Sierra Leone peace plan raises fears of anarchy; Warlord to take power in West African state


FREETOWN, Sierra Leone -- When drunken rebel leaders staggered into a downtown newspaper office recently and slapped around the editor, nobody was surprised. Nobody did anything about it, either, because the attackers could soon be ministers in the country's new government.

The Sierra Leone peace accord, signed July 7 but not yet implemented, stipulates that Revolutionary United Front (RUF) warlord Foday Sankoh will become vice president. His officers have been guaranteed four ministerial positions and his troops, many of whom hacked off the limbs of civilians and raped young girls, have been offered amnesty.

"It's not the sort of thing that makes you think there's a new day ahead," said Paul Karama, the roughed-up editor of For Di People, Freetown's only daily paper. "Everybody is looking for the quick-fix answer to stop the fighting. Nobody cares if it's going to work or not."

And coupled with a similar 1997 agreement in neighboring Liberia for Sankoh's sponsor, warlord-turned-President Charles Taylor, a range of diplomats, analysts and traumatized citizens worry the longtime friends are well placed to spread anarchy into conflicts brewing in Guinea, Guinea-Bissau and the Gambia.

"In Sierra Leone and Liberia, the failing African state is becoming the criminal African state," says Conmany Wesseh, director of the Center for Democratic Empowerment in the Liberian capital of Monrovia, and a key member of peace negotiations in both countries. "We are rewarding violence and appeasing those who practice its most vicious forms."

Leonard H. Robinson, former U.S. deputy assistant secretary of state for West Africa in the Reagan and Clinton administrations, says peace accords that put warlords in power set a chilling precedent.

"The agreements seem to show that if you're a rebel commander in the bush and you gain a military advantage, and if you're vicious enough, that you'll be awarded government power," says Robinson. "It's politics by terrorism."

Since 1989 in Liberia, and since 1991 in Sierra Leone, more than 180,000 people have been killed, thousands have been dismembered by machete-wielding rebels and more than 2 million have been chased from their homes. The chaos has devastated the tiny West African states and made them among the world's largest refugee nations.

The fighting also has destroyed the countries' educational, health care and social systems.
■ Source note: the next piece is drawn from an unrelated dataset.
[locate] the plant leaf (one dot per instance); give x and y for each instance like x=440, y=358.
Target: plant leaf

An estimated 75 percent of their populations are illiterate. There is no electricity in Liberia. Sierra Leone is rated by the United Nations Development Program as the world's least developed country.

Taylor and Sankoh have used teen-age, drugged-out boys as soldiers, nurturing a generation that is uneducated and extremely violent.

According to diplomats who have worked with both men, they employ a similar strategy -- utter brutality on the battlefield, exhaustive delays and wearing-down tactics at the negotiating table.

After more than 15 broken peace agreements, Taylor consented to elections in 1997, when he controlled 80 percent of the country. This allowed him to coerce the population to elect him as president.

"Everyone knew he'd go back to war if he didn't get what he wanted," says Mary Brownell, founder of the Liberian Women's Initiative, an influential activist group. "And what Charles Taylor always wanted was to be president of Liberia. After eight years, people said, 'Just let him have it.' "

In Sierra Leone, the 10,000-member Nigerian-led peacekeeping force, the only defender of the elected government after a mutiny by the national army, was unable to stop the RUF. So the government of Ahmed Tejan Kabbah capitulated and promised Sankoh a vice president's post. He can contest elections in two years.

"Sankoh has won the war," says James Amara, of Sierra Leone's National Council for Reconstruction, Rehabilitation and Reconstruction. "He and his men show no sign of remorse. They are perpetually on drugs or alcohol. I would estimate 90 percent of them cannot construct a simple sentence. They need to get the hell out of this country, but they're not because they're about to be running it."

The peace plan is already in shambles. The RUF and its nominal allies, mutinous soldiers from the Sierra Leone Army, have fallen out in recent weeks, with former SLA soldiers taking Western aid workers and even RUF leaders hostage. More than 210 U.N. military observers are supposed to run a disarmament program, but fewer than 60 are on the ground.

Given the turbulence, the war-weary people of Sierra Leone and Liberia say the cycle of war is not yet finished.